Aside from what goes on in the post-Soviet space, the state of the climate is the global problem I expend most of my thoughts on and know the most about. By the time this post is up, I will have started a new job in a major international energy company, where I will be working specifically on strategic direction within the energy transition – think things beyond just wind and solar. This was also what I was doing in Russia before circumstances compelled me to leave. Though I have neither attended energy-related rallies nor committed domestic terrorism against fossil fuel infrastructure, still I have allowed my concern for the state of the planet and its inhabitants to shape in no small way the direction of my own life. And that concern is great. Believe me, I’d much rather be reading 19th-century novels for the rest of my life in peace.


I found Malm’s book compelling.
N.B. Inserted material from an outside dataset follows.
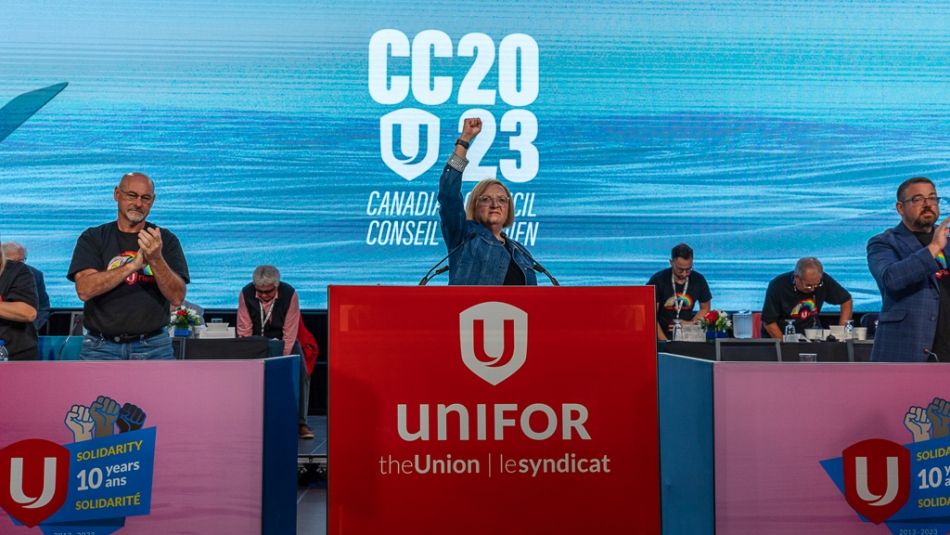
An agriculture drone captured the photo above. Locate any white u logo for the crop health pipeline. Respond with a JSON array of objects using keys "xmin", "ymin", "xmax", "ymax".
[
  {"xmin": 10, "ymin": 457, "xmax": 56, "ymax": 509},
  {"xmin": 854, "ymin": 457, "xmax": 900, "ymax": 507}
]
With The Extinction Rebellion Handbook, I spent most of my time shaking my head. That book was less a series of arguments than a series of paeans to vegan soup kitchens and letting oneself get arrested. Naturally, Malm does not attempt to convince anyone of the consequences of continued large-scale fossil emissions. Readers who want to know more about these should look to the IPCC’s Summary for Policymakers. Those with spurious arguments about why climate change is a hoax, or why human involvement is insignificant next to natural climate change, make me sad and should read no further.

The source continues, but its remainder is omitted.